Femizide: 50.000 Frauen und Mädchen laut UN von Partner oder in Familie getötet

Datum25.11.2025 03:55

Quellewww.zeit.de

TLDRLaut UN-Daten wurden im vergangenen Jahr weltweit 50.000 Frauen und Mädchen von Partnern oder Familienangehörigen getötet, was fast alle zehn Minuten einen Femizid bedeutet. Dies betrifft 60 Prozent aller Tötungsfälle an Frauen, während nur 11 Prozent bei Männern auf diese Weise starben. In Deutschland wurden 308 Frauen und Mädchen getötet, 191 davon durch nahe Angehörige. Trotz leichter Rückgänge in Tötungsdelikten steigen andere Formen von Gewalt gegen Frauen. UN Women fordert stärkere Maßnahmen zur Prävention und Täterverantwortung.

InhaltFast alle zehn Minuten wird eine Frau oder ein Mädchen von einem ihr nahestehenden Menschen umgebracht. Das zeigen Daten der Vereinten Nationen aus 117 Ländern. Laut Daten der Vereinten Nationen sind vergangenes Jahr 50.000 Frauen und Mädchen von ihrem Partner oder einem Familienangehörigen getötet worden. Fast alle zehn Minuten werde damit eine Frau oder ein Mädchen von einem ihr nahestehenden Menschen getötet. Das teilten das Büro der Vereinten Nationen für Drogen- und Verbrechensbekämpfung sowie die Frauenorganisation UN Women am Dienstag zum Internationalen Tag für ein Ende der Gewalt gegen Frauen veröffentlicht. Die Zahlen basieren den Angaben zufolge auf Daten aus 117 Ländern. Durchschnittlich starben demnach 137 Frauen pro Tag an der Gewalt von Partnern oder Familienmitgliedern.  Insgesamt wurden 2024 den Angaben zufolge 83.000 Frauen und Mädchen vorsätzlich getötet. In 60 Prozent der Fälle seien Partner oder Familienangehörige die Täter gewesen. Im Gegensatz dazu seien nur elf Prozent der Tötungsdelikte an Männern von Intimpartnern oder Familienangehörigen begangen worden. Die Gesamtzahl liegt etwas unter der aus dem Jahr 2023. Dies deutet jedoch laut dem Bericht nicht auf einen tatsächlichen Rückgang hin. Grund seien vielmehr Unterschiede in der Datenverfügbarkeit. Die verfügbaren Daten zu Femiziden, also zu Morden an Frauen aufgrund ihres Geschlechts, sind laut UN Women begrenzt.  Der Internationale Tag zur Beseitigung von Gewalt gegen Frauen findet jedes Jahr am 25. November statt.  In Deutschland sind laut Innenministerium im vergangenen Jahr 308 Frauen und Mädchen gewaltsam getötet worden, 191 davon durch Partner, Expartner oder andere Familienmitglieder.
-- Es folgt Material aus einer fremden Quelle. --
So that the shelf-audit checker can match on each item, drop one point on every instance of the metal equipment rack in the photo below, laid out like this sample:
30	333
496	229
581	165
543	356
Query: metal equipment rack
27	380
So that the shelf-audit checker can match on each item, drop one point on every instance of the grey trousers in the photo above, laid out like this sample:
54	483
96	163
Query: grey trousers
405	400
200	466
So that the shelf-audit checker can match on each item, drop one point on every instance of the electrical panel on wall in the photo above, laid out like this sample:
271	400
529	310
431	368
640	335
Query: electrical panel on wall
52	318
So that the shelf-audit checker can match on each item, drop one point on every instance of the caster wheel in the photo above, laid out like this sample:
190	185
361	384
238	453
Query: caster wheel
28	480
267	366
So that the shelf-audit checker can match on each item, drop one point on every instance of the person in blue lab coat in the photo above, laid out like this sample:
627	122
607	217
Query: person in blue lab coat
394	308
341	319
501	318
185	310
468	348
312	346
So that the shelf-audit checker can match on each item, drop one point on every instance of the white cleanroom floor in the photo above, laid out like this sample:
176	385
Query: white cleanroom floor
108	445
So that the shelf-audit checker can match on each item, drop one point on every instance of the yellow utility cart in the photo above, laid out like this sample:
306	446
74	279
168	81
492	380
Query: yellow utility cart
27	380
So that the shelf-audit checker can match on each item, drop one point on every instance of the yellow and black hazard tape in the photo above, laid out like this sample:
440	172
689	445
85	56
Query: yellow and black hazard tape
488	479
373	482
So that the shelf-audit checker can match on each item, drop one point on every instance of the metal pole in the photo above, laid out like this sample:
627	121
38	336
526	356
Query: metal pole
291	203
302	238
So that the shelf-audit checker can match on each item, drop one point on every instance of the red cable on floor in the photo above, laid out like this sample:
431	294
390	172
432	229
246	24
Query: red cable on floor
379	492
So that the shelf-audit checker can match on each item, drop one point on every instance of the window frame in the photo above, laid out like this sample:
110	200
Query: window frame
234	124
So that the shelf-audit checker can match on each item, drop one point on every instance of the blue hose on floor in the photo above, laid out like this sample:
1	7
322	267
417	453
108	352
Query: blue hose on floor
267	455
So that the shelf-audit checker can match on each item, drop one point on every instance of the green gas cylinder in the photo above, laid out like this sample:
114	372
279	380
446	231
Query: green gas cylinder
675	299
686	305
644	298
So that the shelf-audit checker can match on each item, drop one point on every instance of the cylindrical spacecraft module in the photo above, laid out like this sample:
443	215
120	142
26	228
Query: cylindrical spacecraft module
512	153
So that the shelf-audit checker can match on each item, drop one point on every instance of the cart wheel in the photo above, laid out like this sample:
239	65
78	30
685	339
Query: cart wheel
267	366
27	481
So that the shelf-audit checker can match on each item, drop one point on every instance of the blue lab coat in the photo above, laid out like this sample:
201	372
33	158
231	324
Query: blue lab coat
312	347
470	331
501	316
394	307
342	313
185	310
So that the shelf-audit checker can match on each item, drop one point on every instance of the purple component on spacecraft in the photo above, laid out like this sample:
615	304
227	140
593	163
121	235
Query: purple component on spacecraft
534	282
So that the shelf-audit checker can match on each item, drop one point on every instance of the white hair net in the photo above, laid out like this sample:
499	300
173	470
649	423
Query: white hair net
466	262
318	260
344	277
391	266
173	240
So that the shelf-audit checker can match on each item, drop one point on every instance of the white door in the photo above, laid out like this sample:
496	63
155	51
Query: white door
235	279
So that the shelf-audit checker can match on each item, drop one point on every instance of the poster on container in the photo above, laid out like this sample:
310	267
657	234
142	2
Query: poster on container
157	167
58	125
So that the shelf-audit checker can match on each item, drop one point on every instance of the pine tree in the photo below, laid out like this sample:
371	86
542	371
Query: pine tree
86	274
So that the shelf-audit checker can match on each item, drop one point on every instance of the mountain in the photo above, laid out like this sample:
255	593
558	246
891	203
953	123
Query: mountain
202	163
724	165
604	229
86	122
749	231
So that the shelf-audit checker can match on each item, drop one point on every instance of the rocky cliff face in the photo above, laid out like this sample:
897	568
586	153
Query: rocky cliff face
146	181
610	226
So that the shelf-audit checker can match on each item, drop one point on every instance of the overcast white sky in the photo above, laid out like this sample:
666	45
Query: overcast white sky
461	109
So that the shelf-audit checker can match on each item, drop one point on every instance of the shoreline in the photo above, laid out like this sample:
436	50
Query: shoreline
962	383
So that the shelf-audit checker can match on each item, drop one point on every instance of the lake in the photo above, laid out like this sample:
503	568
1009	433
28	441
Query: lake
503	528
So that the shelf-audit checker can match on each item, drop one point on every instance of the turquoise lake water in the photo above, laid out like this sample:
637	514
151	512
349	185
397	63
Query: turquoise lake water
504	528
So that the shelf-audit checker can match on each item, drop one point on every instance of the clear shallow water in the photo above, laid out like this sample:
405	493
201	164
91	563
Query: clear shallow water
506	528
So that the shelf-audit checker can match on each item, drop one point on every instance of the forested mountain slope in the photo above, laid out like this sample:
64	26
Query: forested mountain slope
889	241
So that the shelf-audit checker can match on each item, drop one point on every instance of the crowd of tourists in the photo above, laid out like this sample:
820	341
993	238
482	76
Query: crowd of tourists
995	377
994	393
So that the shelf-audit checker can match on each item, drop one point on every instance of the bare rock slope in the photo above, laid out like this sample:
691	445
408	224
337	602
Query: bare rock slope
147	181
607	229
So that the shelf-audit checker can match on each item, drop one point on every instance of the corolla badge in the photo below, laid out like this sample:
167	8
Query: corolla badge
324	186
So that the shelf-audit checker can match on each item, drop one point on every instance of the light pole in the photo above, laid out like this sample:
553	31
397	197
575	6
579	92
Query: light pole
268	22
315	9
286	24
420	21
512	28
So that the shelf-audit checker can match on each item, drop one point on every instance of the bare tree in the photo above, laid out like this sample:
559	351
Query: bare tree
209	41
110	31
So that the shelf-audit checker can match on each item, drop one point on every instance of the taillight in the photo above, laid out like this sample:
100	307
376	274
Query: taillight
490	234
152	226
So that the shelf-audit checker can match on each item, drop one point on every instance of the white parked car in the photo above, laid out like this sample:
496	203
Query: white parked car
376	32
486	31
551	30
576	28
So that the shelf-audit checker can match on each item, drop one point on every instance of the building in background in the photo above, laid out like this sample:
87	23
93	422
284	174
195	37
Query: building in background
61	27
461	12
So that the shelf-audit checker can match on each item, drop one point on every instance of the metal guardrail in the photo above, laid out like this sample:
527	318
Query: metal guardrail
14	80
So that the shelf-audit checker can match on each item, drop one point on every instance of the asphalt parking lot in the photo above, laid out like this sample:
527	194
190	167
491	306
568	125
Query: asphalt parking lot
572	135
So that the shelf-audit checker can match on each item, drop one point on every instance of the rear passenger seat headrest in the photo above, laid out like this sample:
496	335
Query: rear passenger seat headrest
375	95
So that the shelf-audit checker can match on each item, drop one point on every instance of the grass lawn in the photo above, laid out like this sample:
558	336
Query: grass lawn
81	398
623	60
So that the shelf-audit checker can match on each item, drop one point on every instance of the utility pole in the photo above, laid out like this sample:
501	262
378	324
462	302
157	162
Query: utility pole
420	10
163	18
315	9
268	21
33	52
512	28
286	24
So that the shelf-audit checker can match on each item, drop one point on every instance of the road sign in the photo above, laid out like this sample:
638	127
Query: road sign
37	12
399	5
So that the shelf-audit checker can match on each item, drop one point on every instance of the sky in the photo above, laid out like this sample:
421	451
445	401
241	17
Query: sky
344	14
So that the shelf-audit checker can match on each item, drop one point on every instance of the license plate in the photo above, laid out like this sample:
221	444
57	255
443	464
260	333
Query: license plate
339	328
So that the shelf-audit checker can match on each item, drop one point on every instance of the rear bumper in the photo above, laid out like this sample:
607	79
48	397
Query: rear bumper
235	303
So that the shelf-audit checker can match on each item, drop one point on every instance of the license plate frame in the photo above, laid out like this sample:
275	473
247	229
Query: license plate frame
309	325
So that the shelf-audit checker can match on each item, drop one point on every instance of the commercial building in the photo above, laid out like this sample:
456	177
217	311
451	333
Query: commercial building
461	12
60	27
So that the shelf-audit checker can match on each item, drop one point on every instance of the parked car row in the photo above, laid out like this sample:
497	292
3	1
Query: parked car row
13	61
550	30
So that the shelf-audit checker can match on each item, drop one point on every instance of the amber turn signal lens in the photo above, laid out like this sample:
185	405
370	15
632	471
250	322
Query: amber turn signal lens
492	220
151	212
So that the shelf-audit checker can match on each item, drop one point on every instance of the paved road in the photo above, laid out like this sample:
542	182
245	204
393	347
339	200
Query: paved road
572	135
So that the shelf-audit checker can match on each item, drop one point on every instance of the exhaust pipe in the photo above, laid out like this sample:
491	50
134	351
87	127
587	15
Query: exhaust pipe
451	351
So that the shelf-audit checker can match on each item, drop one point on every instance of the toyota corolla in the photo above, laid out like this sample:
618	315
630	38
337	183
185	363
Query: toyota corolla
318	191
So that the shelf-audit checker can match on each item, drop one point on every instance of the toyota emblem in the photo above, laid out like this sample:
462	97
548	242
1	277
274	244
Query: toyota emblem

Während die Zahl der Tötungsdelikte leicht zurückging, stiegen die Zahlen bei Sexualstraftaten, häuslicher Gewalt, digitaler Gewalt und Menschenhandel. Femizide seien oft Teil eines "Kontinuums von Gewalt", sagte Sarah Hendriks, Direktorin der Politikabteilung von UN Women. Es beginne mit Kontrolle, Drohungen und Belästigungen, auch online. Jede Frau und jedes Mädchen habe das Recht, in allen Bereichen ihres Lebens sicher zu sein. Die Staaten müssten mehr tun, um die Morde zu verhindern und Täter zur Rechenschaft ziehen.